Do Ópera Mundi
Em tempos de manifestações - as tão desejadas saídas às ruas dos brasileiros, sempre acusados de ser passivos, para lutar pelos seus direitos -, é grave o que anda acontecendo com a imprensa no Brasil. Há uma clara e extensa manipulação da informação e, para piorar, um risco crescente à vida de jornalistas que se expõem em nome de suas coberturas.
Qualquer pessoa que se limite a ler títulos de notícias em redes sociais e a assistir ao Jornal Nacional sabe disso, ainda que possa se informar muito melhor do que anda fazendo. O que não se sabe, ou não se vê na exata medida, é que o país anda chamando a atenção de organismos extragovernamentais que observam riscos à liberdade de imprensa e à atuação de jornalistas no mundo, como faz o Comitê de Proteção a Jornalistas (CPJ).
Pois a CPJ, organização independente e sem fins lucrativos, publicou em dezembro do ano passado um relatório que dá um panorama do que significa ser jornalista hoje no mundo. Segundo o documento, Síria, Iraque e Egito são os países mais letais para se exercer essa profissão.
Atrás deles, aparecem vários países latino-americanos, entre eles o Brasil, que exibe os seguintes números: três jornalistas mortos em 2013, outro que morreu de causa ainda não claramente relacionada ao exercício do jornalismo, 10° lugar no ranking de impunidade (que indica o índice de criminalidade impune contra jornalistas) e 98 casos de abuso à liberdade de imprensa.
Em 1999, o jornalista colombiano César Augusto Londoño encerrava um telejornal dizendo "País de merda!" |
Para uma breve comparação que ilustre essas estatísticas, usemos dois países que, aqui pra nós, têm fama de violentos na região: o México e a Colômbia. O primeiro, com toda a violência ao redor do narcotráfico que vive atualmente, não teve jornalistas assassinados (mas sim um desaparecido), está no 7° lugar no ranking de impunidade e registrou três casos de profissionais que foram obrigados a deixar o país.
Já a Colômbia teve um morto, dois ataques não fatais a jornalistas, 44% dos casos de assassinato foram arquivados e está no 5° lugar no ranking de impunidade. Atualmente somos, como se vê, um lugar mais perigoso que esses dois. Talvez pratiquemos um pouco menos a impunidade, mas a verdade é que temos muito que aprender, especialmente com a Colômbia e seu negro passado de morte de pessoas das áreas de comunicação, arte e cultura - algumas delas, eminentemente públicas, e outras tantas trabalhadores anônimos.

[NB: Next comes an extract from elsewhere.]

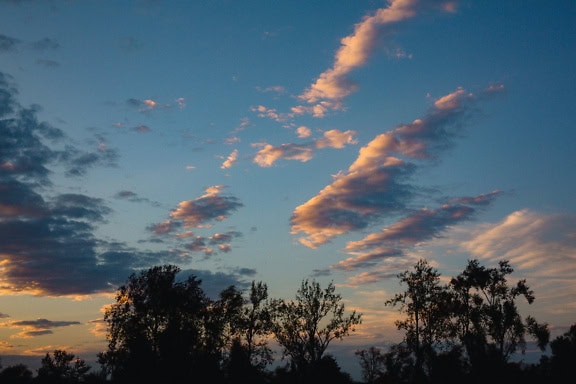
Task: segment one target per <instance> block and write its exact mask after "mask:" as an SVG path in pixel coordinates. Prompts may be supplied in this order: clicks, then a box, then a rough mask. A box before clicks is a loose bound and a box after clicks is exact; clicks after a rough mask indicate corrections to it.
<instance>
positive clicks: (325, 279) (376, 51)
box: [0, 0, 576, 369]
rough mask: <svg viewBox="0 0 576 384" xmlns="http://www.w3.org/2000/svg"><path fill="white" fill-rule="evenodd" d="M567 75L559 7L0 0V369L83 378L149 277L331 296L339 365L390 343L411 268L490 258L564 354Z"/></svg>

Se a Colômbia luta hoje para ser menos impune em relação às suas histórias de violência, no passado o esforço era para que elas não se tornassem mera rotina, a que todos os cidadãos terminam acostumados.
Era 13 de agosto de 1999, e quem concluiu o programa dessa maneira foi o jornalista César Augusto Londoño, colega de Jaime Garzón, responsável por um quadro de humor político no mesmo noticiário, mas que neste dia tinha sido brutalmente assassinado às 5h da manhã a mando de um importante paramilitar envolvido com o governo. O crime permanece sem culpados, à exceção de Carlos Castaño, ex-chefe das Autodefensas Unidas de Colombia, acusado de ser o autor intelectual (mas já preso na época).
Jaime Garzón foi um advogado, jornalista, pacifista e humorista nascido em Bogotá, onde viveu até os 39 anos, quando morreu. Ocupou cargos públicos, participou de diálogos de paz entre os agentes do conflito colombiano, intermediou entregas de sequestrados pela guerrilha e foi pioneiro do humor político na Colômbia. Era famoso por imitar personalidades políticas do país, tinha personagens fictícios que assumia para fazer entrevistas reais e era uma unanimidade nacional. Foi com esse “violento” poder de tocar em temas da realidade colombiana e de fazer rir que ele gerou a ira daqueles que mandaram matá-lo e também os que facilitaram sua morte.
Além de jornalista, é certo que Garzón era uma figura pública que se envolveu nos bastidores de um grave conflito. E o Brasil não é a Colômbia, mas não custa lembrar que os tempos são outros e que a violência antes explícita hoje veste a máscara de controle silencioso e de falta de respeito à profissão e à liberdade de imprensa também aqui, entre nós. Que de pacatos não passemos a violentos e que nenhum noticiário nacional tenha que por em palavras o pensamento funesto de toda uma nação com um dramático “país de merda” é o que já passei a desejar. O que virá depois?